In Medias Res
posted on 5/2009 By:
Solitude Aeturnus will always be the first name in Texas doom metal, but in Elliott’s Keep, I believe I have found the second. The story of Elliott’s Keep begins with another Texas doom metal band by the name of Marauder (No, not that Marauder.) which was active in the Dallas area during the mid-nineties. In the wake of Marauder singer/guitarist, Glenn Riley Elliott’s untimely death in 2004, the remaining members of Marauder reformed as a trio, with bassist, Ken (last name unavailable a press time) assuming vocal duties. This new incarnation took the name Elliott’s Keep in memory of their departed friend. While it is a shame that it took a tragedy to get the former members of Marauder to make music together again, this reformation can only be seen as a boon to the doom metal community. The band’s debut, In Medias Res, is an interesting blend of traditional doom in the vein of Candlemass and (not too surprisingly) Solitude Aeturnus combined with elements of death metal.
"Votus," the first track on In Medias Res, begins with a middle-eastern sounding intro and quickly segues into a heavy groove that sounds strikingly like Solitude Aeturnus, so much so, that I expect to hear vocalist, Robert Lowe start singing. In fact, Ken’s phrasing is quite similar to Lowe’s at times, but he lacks Lowe’s range and power. Ken seems to know where the vocals need to go, but he cannot quite get them there. Fortunately, while there are a few awkward sounding moments, Ken generally stays within his comfort zone, rather than strain for the high notes. In Ken’s defense, the likes of Lowe, Messiah Marcolin and Johan Langquist have set the bar for traditional doom vocals extraordinarily high. Considering this is, presumably, Ken’s first stint as a vocalist, he acquits himself admirably. However, in addition to clean vocals, Ken has another trick up his sleeve in the form of a mid-ranged death metal styled growl. Ken frequently alternates between the two styles creating an effective tension between the angelic and the demonic.

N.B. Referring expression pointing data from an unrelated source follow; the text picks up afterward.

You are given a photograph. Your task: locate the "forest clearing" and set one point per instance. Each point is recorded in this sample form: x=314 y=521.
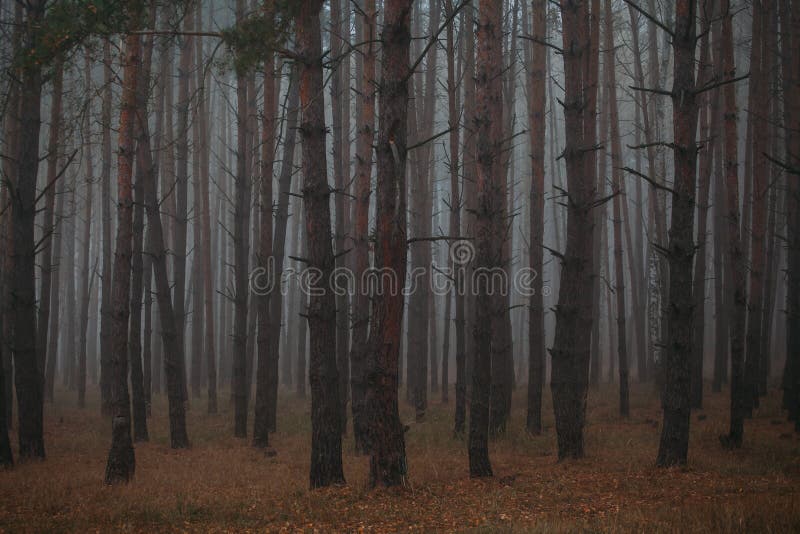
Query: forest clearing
x=224 y=484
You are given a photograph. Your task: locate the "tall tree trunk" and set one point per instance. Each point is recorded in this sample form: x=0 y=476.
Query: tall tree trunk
x=760 y=95
x=338 y=86
x=736 y=282
x=86 y=280
x=326 y=439
x=121 y=462
x=386 y=434
x=267 y=359
x=48 y=229
x=536 y=119
x=27 y=370
x=699 y=284
x=363 y=173
x=241 y=241
x=105 y=208
x=463 y=365
x=790 y=22
x=488 y=228
x=619 y=197
x=144 y=165
x=674 y=445
x=182 y=190
x=208 y=282
x=570 y=353
x=279 y=245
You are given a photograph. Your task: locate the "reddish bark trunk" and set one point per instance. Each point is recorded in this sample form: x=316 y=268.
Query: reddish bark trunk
x=386 y=435
x=121 y=462
x=326 y=439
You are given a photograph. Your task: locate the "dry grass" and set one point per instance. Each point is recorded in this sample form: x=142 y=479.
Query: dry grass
x=223 y=484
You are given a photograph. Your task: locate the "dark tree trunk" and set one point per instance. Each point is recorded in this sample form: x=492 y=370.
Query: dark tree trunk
x=143 y=165
x=760 y=94
x=105 y=208
x=339 y=86
x=86 y=279
x=570 y=353
x=121 y=462
x=27 y=370
x=536 y=119
x=465 y=268
x=386 y=435
x=363 y=172
x=619 y=197
x=267 y=359
x=48 y=229
x=704 y=170
x=241 y=240
x=736 y=282
x=326 y=439
x=674 y=445
x=179 y=229
x=279 y=246
x=488 y=228
x=208 y=285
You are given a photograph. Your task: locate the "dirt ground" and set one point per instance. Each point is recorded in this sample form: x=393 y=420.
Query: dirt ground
x=223 y=484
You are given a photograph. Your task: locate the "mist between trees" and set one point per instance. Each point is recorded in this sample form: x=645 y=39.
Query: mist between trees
x=376 y=202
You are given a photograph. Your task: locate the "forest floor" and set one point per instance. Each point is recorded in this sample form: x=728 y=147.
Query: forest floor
x=224 y=484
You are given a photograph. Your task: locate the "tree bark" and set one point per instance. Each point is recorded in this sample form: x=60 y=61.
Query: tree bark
x=121 y=461
x=27 y=369
x=570 y=352
x=86 y=280
x=386 y=435
x=326 y=439
x=736 y=282
x=619 y=197
x=267 y=359
x=536 y=119
x=362 y=180
x=759 y=81
x=48 y=230
x=488 y=228
x=674 y=445
x=137 y=283
x=105 y=208
x=241 y=242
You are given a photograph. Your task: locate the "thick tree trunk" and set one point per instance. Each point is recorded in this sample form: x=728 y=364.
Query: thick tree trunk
x=619 y=197
x=675 y=399
x=386 y=434
x=736 y=282
x=363 y=172
x=570 y=353
x=105 y=208
x=267 y=334
x=121 y=462
x=790 y=22
x=279 y=245
x=463 y=365
x=759 y=81
x=144 y=165
x=27 y=370
x=488 y=228
x=326 y=439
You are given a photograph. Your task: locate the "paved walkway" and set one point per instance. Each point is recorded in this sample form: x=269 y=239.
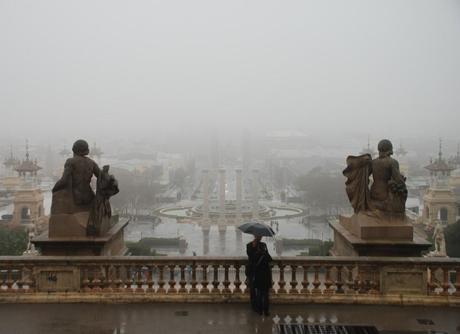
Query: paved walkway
x=212 y=318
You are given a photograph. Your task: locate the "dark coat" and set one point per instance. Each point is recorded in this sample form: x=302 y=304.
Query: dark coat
x=258 y=270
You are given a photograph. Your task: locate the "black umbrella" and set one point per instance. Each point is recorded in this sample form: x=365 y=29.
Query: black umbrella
x=257 y=229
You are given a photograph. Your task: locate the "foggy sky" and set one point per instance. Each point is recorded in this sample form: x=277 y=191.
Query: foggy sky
x=132 y=68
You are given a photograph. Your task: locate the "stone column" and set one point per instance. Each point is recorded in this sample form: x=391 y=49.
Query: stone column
x=239 y=192
x=255 y=194
x=239 y=238
x=205 y=207
x=205 y=229
x=222 y=193
x=222 y=237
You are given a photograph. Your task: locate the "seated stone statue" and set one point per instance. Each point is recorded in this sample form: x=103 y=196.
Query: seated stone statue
x=388 y=192
x=75 y=209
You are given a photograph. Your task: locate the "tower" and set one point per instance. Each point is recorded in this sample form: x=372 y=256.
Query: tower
x=439 y=202
x=28 y=209
x=27 y=167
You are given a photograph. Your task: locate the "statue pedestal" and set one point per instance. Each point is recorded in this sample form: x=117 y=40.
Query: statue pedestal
x=111 y=243
x=363 y=235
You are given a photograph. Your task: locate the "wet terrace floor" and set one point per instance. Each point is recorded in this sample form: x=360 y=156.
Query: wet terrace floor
x=192 y=318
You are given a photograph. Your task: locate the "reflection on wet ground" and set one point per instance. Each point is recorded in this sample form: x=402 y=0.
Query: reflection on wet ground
x=214 y=318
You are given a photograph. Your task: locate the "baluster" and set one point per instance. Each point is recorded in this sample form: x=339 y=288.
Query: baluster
x=445 y=284
x=85 y=282
x=194 y=282
x=129 y=279
x=361 y=280
x=117 y=281
x=374 y=284
x=20 y=282
x=431 y=285
x=293 y=282
x=350 y=284
x=237 y=281
x=27 y=279
x=281 y=282
x=226 y=281
x=139 y=280
x=204 y=282
x=2 y=282
x=316 y=282
x=96 y=282
x=457 y=282
x=150 y=282
x=215 y=282
x=172 y=280
x=305 y=282
x=339 y=282
x=161 y=281
x=328 y=282
x=9 y=280
x=105 y=279
x=182 y=282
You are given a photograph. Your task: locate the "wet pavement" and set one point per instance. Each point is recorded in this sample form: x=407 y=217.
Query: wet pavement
x=215 y=318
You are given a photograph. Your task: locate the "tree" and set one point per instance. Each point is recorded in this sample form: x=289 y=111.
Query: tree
x=452 y=236
x=13 y=241
x=322 y=189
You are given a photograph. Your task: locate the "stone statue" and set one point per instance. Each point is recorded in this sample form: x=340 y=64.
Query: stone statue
x=439 y=240
x=387 y=193
x=74 y=202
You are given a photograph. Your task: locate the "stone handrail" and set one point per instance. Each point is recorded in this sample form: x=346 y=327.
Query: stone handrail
x=415 y=281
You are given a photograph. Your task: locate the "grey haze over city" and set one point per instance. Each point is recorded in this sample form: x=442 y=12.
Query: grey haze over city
x=148 y=70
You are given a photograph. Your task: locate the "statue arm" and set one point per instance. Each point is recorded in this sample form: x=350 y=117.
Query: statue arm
x=96 y=170
x=66 y=177
x=396 y=173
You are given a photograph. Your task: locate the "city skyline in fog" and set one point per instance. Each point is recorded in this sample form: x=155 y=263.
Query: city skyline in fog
x=113 y=69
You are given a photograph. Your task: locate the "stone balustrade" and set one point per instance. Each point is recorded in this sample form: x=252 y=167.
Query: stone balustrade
x=414 y=281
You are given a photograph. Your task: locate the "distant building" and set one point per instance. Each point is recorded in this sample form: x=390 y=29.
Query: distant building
x=439 y=202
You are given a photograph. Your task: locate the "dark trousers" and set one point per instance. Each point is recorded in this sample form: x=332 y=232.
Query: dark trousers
x=253 y=296
x=262 y=300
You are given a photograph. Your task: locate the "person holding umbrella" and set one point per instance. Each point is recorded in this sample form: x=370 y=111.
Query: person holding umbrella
x=258 y=271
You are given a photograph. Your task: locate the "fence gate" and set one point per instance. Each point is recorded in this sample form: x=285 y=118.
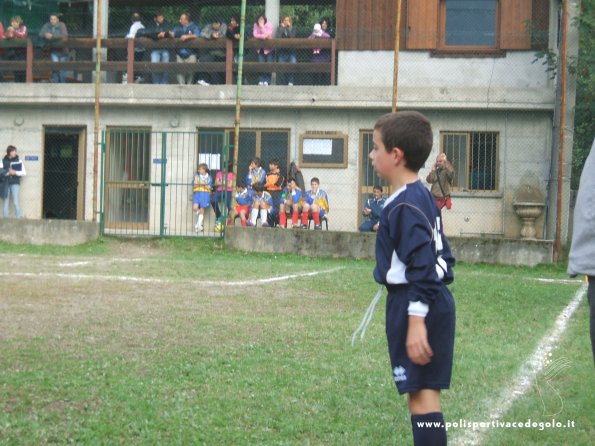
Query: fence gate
x=147 y=179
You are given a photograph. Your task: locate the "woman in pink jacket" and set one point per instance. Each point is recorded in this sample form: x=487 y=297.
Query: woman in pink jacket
x=263 y=30
x=17 y=31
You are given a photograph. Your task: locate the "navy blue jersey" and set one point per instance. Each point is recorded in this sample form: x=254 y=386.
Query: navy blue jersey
x=410 y=246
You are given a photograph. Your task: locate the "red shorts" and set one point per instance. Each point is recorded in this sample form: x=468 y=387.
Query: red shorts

As befits a doom metal band, Elliott’s Keep’s songs are predominantly long, slow ominous affairs, but they never become tedious. This is due to the band’s frequent riff and tempo changes, ranging from slow trudging passages to “At the Gallows End” styled gallops and even a few instances of outright thrashing. The band’s riffs feature a lot of lively rhythmic interplay (especially for a doom band), and are supported by drumming that mixes finesse and power masterfully.
The first four songs on the album tread familiar traditional doom territory, dealing with weighty matters like religion, and war and twisted tales of love, featuring some titles and occasional lyrics in what I believe is Latin. Both vocal styles are used on these tracks, but the clean vocals do the lions share of the work. However, on the fifth track, “Black Wings,” the band kicks out the jams death metal style. Clean vocals are jettisoned entirely, in favor of the death growl, as Ken cuts loose with his most confident and vicious vocal performance of the album. The band follows suit with some ferociously threatening music, reminiscent of something from Centurion’s Ghost’s first album. Despite being atypical of the band’s usual style, “Black Wings” is the strongest song on the album. In another abrupt change of gears, the album closes with the acoustic piece, “Kindred,” which is a nice vehicle for Ken’s voice, but all too short at just over a minute in length.
Elliott's Keep has crafted quite an impressive debut with In Medias Res. Some fans of traditional doom may be put off by the growling and other death metal elements, but for the more open minded, In Medias Res is sure to be a rewarding listen.